The X100 kickstarted Fujifilm's renaissance as a purveyor of high-quality, photographer-friendly cameras with its classic control scheme, unique hybrid viewfinder, and compact rangefinder-style build. Fujifilm refined the formula and performance with the X100S almost two years ago, and now the company's back with the X100T, a further evolution of the design.
The biggest change by far is the new viewfinder, which expands on the concept of the hybrid optical and electronic unit found in previous models. It can sometimes be hard to tell precisely what you're focused on when using the optical finder on the X100 and X100S, so Fujifilm is solving the problem by making its cameras work more like a traditional rangefinder than ever. An electronic overlay in the optical view can display a zoomed-in image of the focus point, and the X100T also adjusts for parallax in real time, both of which mean you should have a much better idea of what photo the camera will capture. There isn't really anything else like this on the market — assuming it performs as claimed, the viewfinder will offer the comfort and response of optical alongside the accuracy and versatility of electronic.
Other changes aren't quite as drastic. The X100T still features a 23mm f/2 lens paired to a 16-megapixel APS-C X-Trans II sensor, though the body has undergone a few tweaks: the aperture ring now covers 1/3 stops, the exposure compensation dial goes up to +3 and -3, there's Wi-Fi support for the first time on an X100, and the screen has been upgraded to a 3-inch 1.04-million-dot panel.

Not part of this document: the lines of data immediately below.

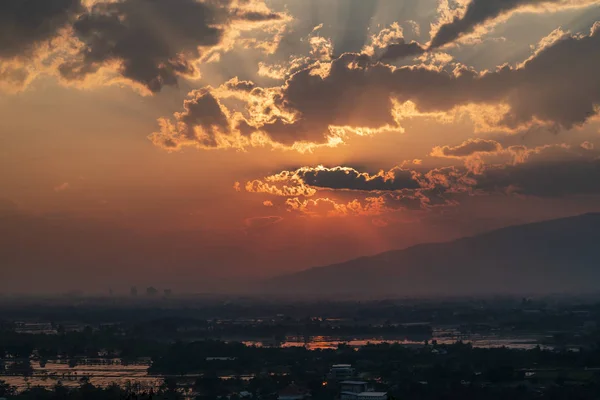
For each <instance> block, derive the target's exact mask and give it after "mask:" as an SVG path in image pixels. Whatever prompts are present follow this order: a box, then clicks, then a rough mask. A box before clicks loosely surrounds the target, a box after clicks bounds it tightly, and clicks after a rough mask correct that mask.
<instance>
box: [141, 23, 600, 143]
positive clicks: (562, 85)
mask: <svg viewBox="0 0 600 400" xmlns="http://www.w3.org/2000/svg"><path fill="white" fill-rule="evenodd" d="M599 46H600V23H599V24H596V25H594V27H593V28H592V30H591V32H590V34H589V35H579V36H568V37H563V38H562V39H560V40H557V41H553V42H552V44H549V45H547V46H545V47H543V49H541V50H539V51H537V52H536V54H535V55H534V56H533V57H531V58H529V59H528V60H527V61H525V62H524V63H522V64H521V65H520V66H518V67H510V66H504V67H501V68H499V69H498V70H496V71H491V72H477V71H474V70H473V69H470V68H467V67H465V66H461V65H458V66H456V68H455V69H453V70H451V71H446V70H445V69H437V68H431V67H428V66H425V65H419V66H408V67H398V68H396V67H392V66H389V65H386V64H382V63H378V62H374V61H373V60H372V59H371V57H370V56H368V55H366V54H351V53H347V54H343V55H342V56H340V57H338V58H337V59H335V60H333V61H331V62H330V63H329V68H328V69H327V71H326V73H325V74H321V73H320V72H319V73H315V69H318V68H321V67H320V65H321V63H318V65H317V64H313V65H311V66H308V67H306V68H305V69H302V70H300V71H298V72H296V73H294V74H293V75H292V76H290V77H289V79H287V81H286V82H285V84H284V85H282V86H275V87H268V88H263V87H253V88H252V89H251V90H249V88H244V89H242V90H236V89H234V88H231V87H227V88H226V87H221V88H217V89H210V88H207V89H205V90H206V91H210V92H211V96H212V97H214V98H215V99H216V100H219V99H222V98H235V99H237V100H239V101H241V102H243V103H244V104H245V107H244V108H235V109H233V110H231V111H226V110H224V109H223V107H220V109H221V110H222V111H223V112H222V115H225V116H228V117H227V118H228V120H229V122H228V123H227V124H223V125H227V126H228V127H231V128H232V133H231V134H230V135H226V136H227V137H224V140H222V141H220V142H218V141H214V142H213V143H212V144H210V143H207V142H206V141H205V140H204V138H203V136H200V137H198V138H194V137H186V139H190V140H184V141H180V140H176V139H175V137H177V136H181V133H182V132H183V133H185V132H189V131H194V130H195V129H196V127H201V128H204V127H205V126H206V124H208V123H210V118H214V115H213V114H211V115H210V116H207V118H208V121H207V122H203V121H202V119H201V118H198V119H195V120H193V121H190V122H192V124H191V126H186V127H183V129H175V130H173V129H172V126H176V125H179V122H180V120H179V116H180V115H181V114H176V115H175V120H176V122H174V123H170V122H168V121H169V120H168V119H161V127H162V129H161V132H158V133H157V134H155V135H154V136H153V139H154V142H155V143H161V144H163V145H164V144H167V146H166V147H171V148H173V147H175V148H178V147H180V146H182V145H190V146H196V147H200V148H205V147H213V148H214V147H226V146H231V147H238V148H244V147H247V146H264V145H271V146H274V147H282V148H296V149H306V148H310V146H317V145H328V146H333V145H336V144H340V143H343V142H344V139H345V137H346V136H347V135H348V134H350V133H352V134H358V135H372V134H375V133H378V132H383V131H393V130H396V131H403V127H402V126H401V123H402V121H404V120H406V119H409V118H419V117H422V118H434V119H436V120H440V121H448V122H451V121H454V120H456V118H458V117H459V116H461V115H464V114H465V113H466V114H468V115H469V116H470V117H471V119H472V120H473V122H474V123H475V125H476V126H480V127H484V129H485V127H488V128H487V129H490V128H489V127H495V128H496V129H505V130H508V131H515V130H519V129H525V128H528V127H531V126H532V125H533V124H541V125H548V126H552V127H554V128H556V129H560V128H563V129H571V128H573V127H575V126H580V125H582V124H584V123H585V122H586V121H587V120H588V119H589V118H590V117H592V116H593V115H595V114H596V113H597V111H598V109H597V107H598V104H600V95H599V94H598V92H597V91H596V90H595V89H594V88H595V87H596V86H597V85H598V84H599V82H598V80H599V78H598V76H599V75H598V74H597V73H596V71H598V70H600V57H598V55H597V54H598V52H597V51H594V50H595V49H597V48H598V47H599ZM573 57H577V63H576V65H577V72H574V70H573V64H572V62H571V60H572V59H573ZM192 96H194V93H192ZM567 99H568V100H567ZM189 105H190V103H186V108H189ZM186 111H187V110H186ZM169 124H172V125H169ZM188 125H189V123H188ZM184 136H185V135H184ZM168 144H171V146H169V145H168Z"/></svg>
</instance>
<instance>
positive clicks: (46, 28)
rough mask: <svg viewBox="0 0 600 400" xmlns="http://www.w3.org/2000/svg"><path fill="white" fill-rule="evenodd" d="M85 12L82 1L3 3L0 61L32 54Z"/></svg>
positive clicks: (0, 45)
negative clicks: (37, 44) (38, 44)
mask: <svg viewBox="0 0 600 400" xmlns="http://www.w3.org/2000/svg"><path fill="white" fill-rule="evenodd" d="M81 10H82V7H81V0H2V1H0V58H10V57H15V56H20V55H24V54H26V53H28V52H30V51H31V50H32V49H33V48H34V47H35V46H36V45H37V44H39V43H41V42H44V41H46V40H48V39H51V38H52V37H54V36H55V35H56V34H57V33H58V31H59V30H60V29H61V28H63V27H65V26H66V25H67V24H68V23H69V22H70V21H71V20H72V19H73V18H74V17H75V16H76V14H77V13H78V12H80V11H81Z"/></svg>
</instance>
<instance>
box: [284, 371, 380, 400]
mask: <svg viewBox="0 0 600 400" xmlns="http://www.w3.org/2000/svg"><path fill="white" fill-rule="evenodd" d="M355 375H356V371H355V369H354V368H352V365H350V364H335V365H333V366H331V369H330V371H329V374H328V376H327V384H328V385H336V386H337V387H338V388H339V394H338V398H337V400H388V395H387V392H376V391H374V390H373V389H372V388H371V387H370V386H369V384H368V383H367V382H364V381H359V380H353V378H354V377H355ZM309 398H310V391H309V390H308V389H305V388H301V387H298V386H296V385H290V386H288V387H287V388H285V389H284V390H282V391H281V392H279V396H278V400H308V399H309Z"/></svg>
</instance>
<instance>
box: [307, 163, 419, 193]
mask: <svg viewBox="0 0 600 400" xmlns="http://www.w3.org/2000/svg"><path fill="white" fill-rule="evenodd" d="M296 175H297V176H298V177H299V178H300V179H302V180H303V181H304V182H305V183H306V184H307V185H309V186H314V187H320V188H329V189H349V190H364V191H387V190H401V189H416V188H418V187H419V183H418V181H417V180H416V177H415V175H414V173H413V172H412V171H409V170H405V169H401V168H394V169H392V170H390V171H388V172H386V173H383V172H381V173H379V174H377V175H370V174H368V173H361V172H359V171H357V170H355V169H353V168H347V167H334V168H302V169H299V170H298V171H296Z"/></svg>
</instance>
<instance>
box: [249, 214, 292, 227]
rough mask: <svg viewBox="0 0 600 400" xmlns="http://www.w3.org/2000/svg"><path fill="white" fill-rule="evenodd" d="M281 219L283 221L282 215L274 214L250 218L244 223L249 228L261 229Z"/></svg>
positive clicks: (274, 222) (267, 226) (269, 225)
mask: <svg viewBox="0 0 600 400" xmlns="http://www.w3.org/2000/svg"><path fill="white" fill-rule="evenodd" d="M281 221H283V218H282V217H279V216H276V215H273V216H268V217H252V218H248V219H246V220H245V221H244V223H245V224H246V227H247V228H254V229H260V228H266V227H268V226H271V225H275V224H278V223H280V222H281Z"/></svg>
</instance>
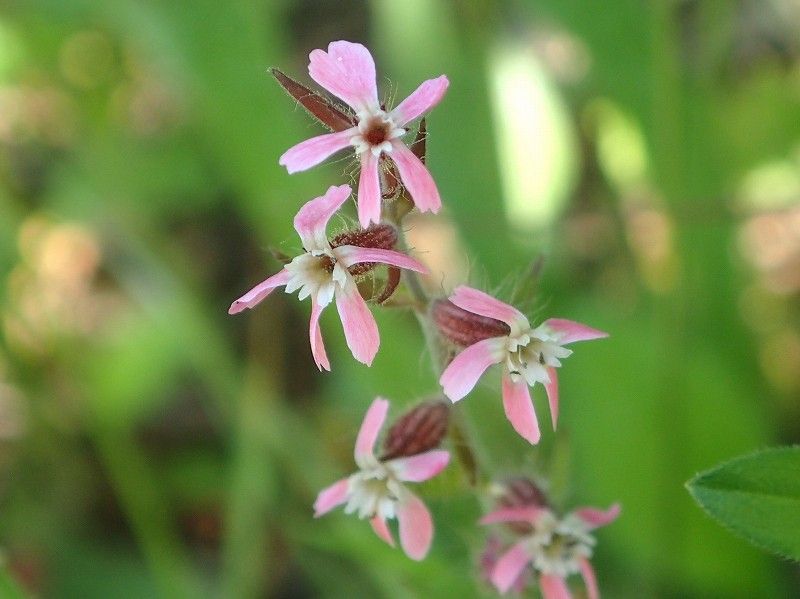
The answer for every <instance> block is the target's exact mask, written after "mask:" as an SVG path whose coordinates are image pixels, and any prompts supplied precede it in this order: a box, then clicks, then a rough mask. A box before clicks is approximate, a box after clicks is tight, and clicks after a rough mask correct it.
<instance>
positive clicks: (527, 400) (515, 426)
mask: <svg viewBox="0 0 800 599" xmlns="http://www.w3.org/2000/svg"><path fill="white" fill-rule="evenodd" d="M503 407H504V408H505V410H506V417H507V418H508V419H509V421H510V422H511V426H513V427H514V430H515V431H517V432H518V433H519V434H520V435H522V437H523V438H525V439H526V440H527V441H528V442H529V443H532V444H534V445H536V444H537V443H538V442H539V438H540V437H541V434H540V433H539V423H538V421H537V420H536V412H535V411H534V409H533V402H532V401H531V393H530V391H529V390H528V383H526V382H525V379H521V380H519V381H517V382H516V383H515V382H514V381H512V380H511V378H510V377H509V376H508V375H507V374H506V375H503Z"/></svg>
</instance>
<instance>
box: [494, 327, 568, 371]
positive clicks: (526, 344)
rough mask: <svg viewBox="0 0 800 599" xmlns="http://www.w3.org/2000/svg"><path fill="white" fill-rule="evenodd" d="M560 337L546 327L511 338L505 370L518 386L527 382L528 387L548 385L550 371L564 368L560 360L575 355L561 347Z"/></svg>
mask: <svg viewBox="0 0 800 599" xmlns="http://www.w3.org/2000/svg"><path fill="white" fill-rule="evenodd" d="M559 337H560V336H559V335H557V334H556V333H553V331H551V330H550V329H549V328H548V327H546V326H545V325H540V326H538V327H536V328H535V329H528V330H527V331H523V332H521V333H519V334H517V335H513V333H512V335H511V336H509V337H508V345H507V347H506V350H507V351H508V354H507V355H506V368H507V369H508V372H509V375H510V376H511V380H512V381H514V382H515V383H516V382H517V381H519V380H521V379H525V381H526V382H527V383H528V385H531V386H533V385H534V384H535V383H537V382H539V383H544V384H547V383H549V382H550V375H549V374H548V373H547V369H548V368H549V367H553V368H557V367H559V366H561V358H566V357H568V356H569V355H570V354H572V350H571V349H567V348H565V347H562V346H561V345H560V344H559Z"/></svg>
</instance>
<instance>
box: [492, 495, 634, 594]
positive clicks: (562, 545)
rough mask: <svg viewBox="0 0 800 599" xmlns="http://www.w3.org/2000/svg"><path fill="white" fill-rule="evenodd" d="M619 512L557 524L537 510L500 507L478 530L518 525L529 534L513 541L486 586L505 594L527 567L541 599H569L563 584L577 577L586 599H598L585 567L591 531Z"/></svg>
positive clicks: (523, 506) (619, 509)
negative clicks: (518, 524)
mask: <svg viewBox="0 0 800 599" xmlns="http://www.w3.org/2000/svg"><path fill="white" fill-rule="evenodd" d="M619 512H620V507H619V505H617V504H614V505H612V506H611V507H610V508H609V509H608V510H606V511H602V510H598V509H595V508H580V509H578V510H575V511H574V512H572V513H570V514H567V515H566V516H565V517H563V518H558V517H557V516H556V515H555V514H554V513H553V512H552V511H551V510H550V509H548V508H546V507H541V506H532V505H528V506H518V507H505V508H501V509H499V510H496V511H494V512H492V513H490V514H487V515H486V516H484V517H483V518H482V519H481V521H480V522H481V524H497V523H509V522H523V523H527V524H530V525H531V526H532V527H533V531H532V532H531V533H530V534H527V535H525V536H524V537H523V538H522V539H521V540H519V541H517V542H516V543H515V544H514V545H513V546H512V547H511V549H509V550H508V551H507V552H506V553H504V554H503V555H502V556H501V557H500V558H499V559H498V560H497V561H496V563H495V564H494V566H493V568H492V573H491V581H492V584H494V586H495V587H497V590H499V591H500V592H501V593H506V592H507V591H508V590H509V589H512V588H517V587H518V585H519V584H520V581H521V577H522V575H523V574H524V572H525V569H526V567H527V566H528V564H530V565H532V567H533V570H534V571H535V572H536V573H537V574H538V575H539V586H540V588H541V590H542V595H543V596H544V599H570V597H572V595H571V594H570V592H569V587H568V586H567V582H566V579H567V577H568V576H570V575H571V574H576V573H580V574H581V576H582V577H583V581H584V584H586V591H587V594H588V596H589V599H598V597H599V596H600V594H599V591H598V588H597V579H596V577H595V574H594V570H593V569H592V565H591V564H590V563H589V558H590V557H591V556H592V548H593V547H594V545H595V542H596V541H595V539H594V537H593V536H592V535H591V534H589V533H590V532H591V531H592V530H594V529H595V528H598V527H600V526H605V525H606V524H609V523H611V522H613V521H614V520H615V519H616V518H617V516H619Z"/></svg>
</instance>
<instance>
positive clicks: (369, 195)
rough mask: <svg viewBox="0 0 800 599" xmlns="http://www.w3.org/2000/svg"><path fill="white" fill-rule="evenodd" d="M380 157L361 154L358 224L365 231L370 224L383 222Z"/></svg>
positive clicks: (366, 151)
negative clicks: (374, 222)
mask: <svg viewBox="0 0 800 599" xmlns="http://www.w3.org/2000/svg"><path fill="white" fill-rule="evenodd" d="M378 160H379V159H378V157H377V156H375V155H374V154H373V153H372V152H370V151H366V152H364V153H363V154H361V176H360V177H359V179H358V222H359V223H361V226H362V227H364V228H365V229H366V228H367V227H368V226H369V223H370V222H375V223H379V222H381V184H380V180H379V177H378Z"/></svg>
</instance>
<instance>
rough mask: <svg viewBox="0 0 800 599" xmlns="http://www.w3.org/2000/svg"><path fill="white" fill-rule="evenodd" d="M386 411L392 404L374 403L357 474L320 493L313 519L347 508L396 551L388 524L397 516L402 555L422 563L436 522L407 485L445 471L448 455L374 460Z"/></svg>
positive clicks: (367, 414)
mask: <svg viewBox="0 0 800 599" xmlns="http://www.w3.org/2000/svg"><path fill="white" fill-rule="evenodd" d="M388 410H389V402H388V400H386V399H382V398H380V397H379V398H377V399H375V401H373V402H372V405H371V406H370V407H369V410H367V413H366V415H365V416H364V422H362V423H361V430H360V431H359V432H358V438H357V440H356V448H355V460H356V464H357V465H358V468H359V470H358V472H356V473H355V474H352V475H350V476H349V477H348V478H343V479H342V480H340V481H338V482H335V483H334V484H332V485H331V486H329V487H327V488H325V489H323V490H322V491H320V493H319V495H318V496H317V500H316V501H315V502H314V517H315V518H318V517H320V516H322V515H323V514H326V513H328V512H329V511H330V510H332V509H333V508H335V507H337V506H339V505H342V504H346V505H345V508H344V511H345V513H346V514H352V513H354V512H356V513H358V517H359V518H362V519H363V518H369V519H370V524H372V529H373V530H374V531H375V534H377V535H378V536H379V537H380V538H381V539H383V540H384V541H386V542H387V543H388V544H389V545H391V546H392V547H394V537H393V536H392V533H391V532H390V531H389V527H388V526H387V524H386V520H388V519H391V518H395V517H396V518H397V520H398V522H399V525H400V545H402V547H403V551H405V553H406V555H408V557H410V558H411V559H414V560H421V559H423V558H424V557H425V556H426V555H427V553H428V549H429V548H430V545H431V540H432V538H433V522H432V521H431V515H430V513H429V512H428V508H426V507H425V504H424V503H422V500H420V498H419V497H417V496H416V495H414V494H413V493H412V492H411V491H409V490H408V489H406V487H405V485H403V483H404V482H414V483H418V482H422V481H425V480H428V479H429V478H433V477H434V476H436V475H437V474H439V472H441V471H442V470H443V469H444V468H445V466H447V463H448V462H449V461H450V454H449V453H448V452H447V451H444V450H437V449H434V450H430V451H425V452H424V453H419V454H416V455H412V456H408V457H400V458H394V459H390V460H384V461H381V460H379V459H378V458H376V457H375V454H374V452H373V449H374V446H375V441H376V439H377V438H378V433H379V432H380V429H381V427H382V426H383V422H384V420H385V419H386V413H387V411H388Z"/></svg>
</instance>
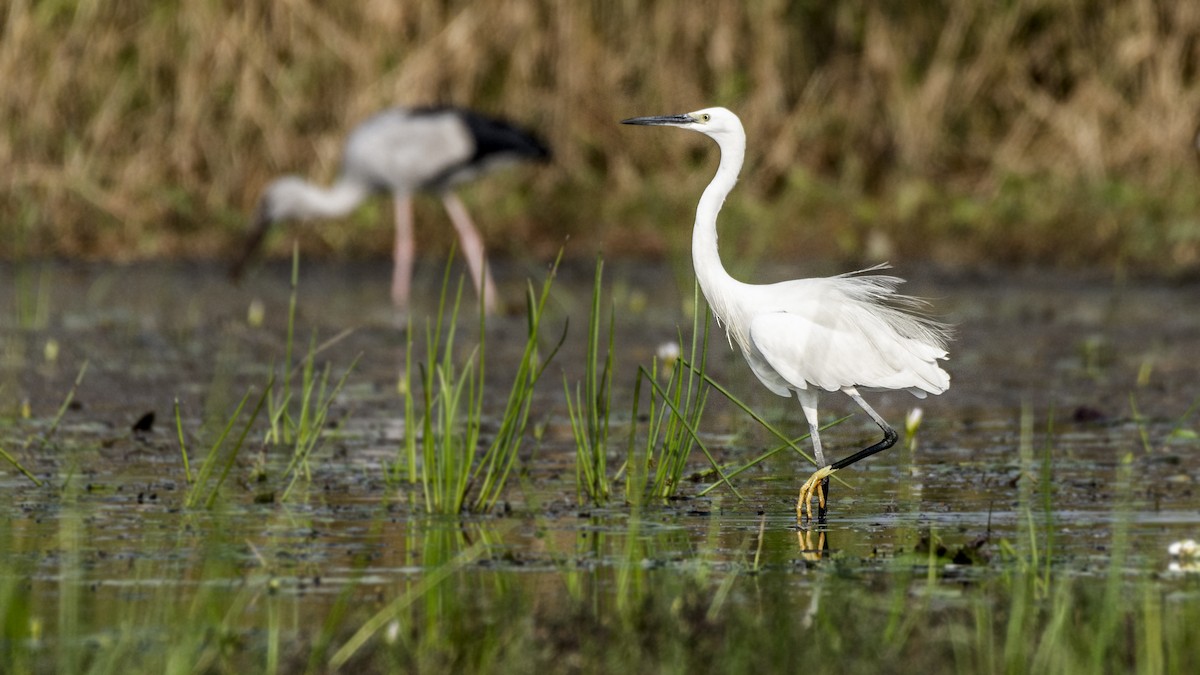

The X100T also features the Classic Chrome film simulation mode that first appeared last month on the X30 compact camera. It'll be available in silver and black variants next month for $1299.95.
Fujifilm is also announcing a new version of its excellent X-T1 flagship mirrorless camera today. The Graphite Silver edition is much the same as the regular model, offering a retro, metallic finish, but it comes with a few extra features as well. There's an electronic shutter with a maximum speed of 1/32000, a "natural live view" mode that's designed to emulate an optical viewfinder by disabling picture preview effects, and the Classic Chrome film simulation. Fujifilm hasn't said whether any of these features will make their way to the existing X-T1, but there is a major firmware update coming to both models in November that will allow for more usability and configuration options.
The Graphite Silver X-T1 will be out in late November for $1499.95 without a lens — that's a $200 premium on the standard X-T1 body, which is getting a new $1899.95 bundle with the weather-resistant 18-135mm f/3.5-5.6 lens. Fujifilm is also making some high-end additions to the X-series lens lineup: a $1599.95 weather-sealed 50-140mm f/2.8 zoom lens, and a new $1499.95 version of the 56mm f/1.2 portrait lens with a special apodizing filter designed to produce beautiful out-of-focus areas. Both will be available in December.